We did not specifically target those markets, our customers have found us. We have sent dresses even to Bermuda – had to take a look at the map and hope the dress to reach the client. I think, that with these dresses through pictures and cherished mood we hit a certain segment of consumers who seek slow-living, sustainability, and some of them are modern vintage lovers from around the world. Mostly, we channel our philosophy through social networks, so we display ourselves through digital marketing which, in fact, has no limits. The success of the beginner also helped us, we collected a lot of followers on Instagram, and today we are counting about 55k of them – most of them are from the United States, also a lot come from Japan, South Korea, Australia…
It is quite unexpected that the website is available only in English and Japanese. How is Son de Flor related to Japan? Do Lithuanians and Japanese women share the same sense of aesthetics?

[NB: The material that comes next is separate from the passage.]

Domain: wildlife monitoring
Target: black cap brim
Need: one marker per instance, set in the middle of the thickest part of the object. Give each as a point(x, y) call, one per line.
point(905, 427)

Indeed, we receive quite a few orders from Japan. The Japanese style is interesting because they like oversized dresses in a way discovering a unique sense of style and it’s their outstanding character. The key criteria are still based on naturalness and quality. With our style and values behind it, with the quality we offer, we are a perfect match with Japan, thus, the webpage in Japanese is not an accident. However, getting letters in Japanese is still a bit of a challenge for us to handle… But they are such a modest and polite nation!
But do you emphasize that Son de Flor is a Lithuanian brand?
Not yet, but soon to come.
It's no mistake to say that dresses are poetic – how did this happen that every pocket hides verses of poetry?
An extra touch is always a pleasant way to surprise and inspire our customers. The small detail gives you a lot of positive feedback, which is the most important thing. There was one story when one woman wrote to us, that she had a very bad day and unexpectedly she found this poem as if it was written exactly for her. For me, it’s worth the effort of filling the pockets with poetry for 10 years, if it was significant to at least one person.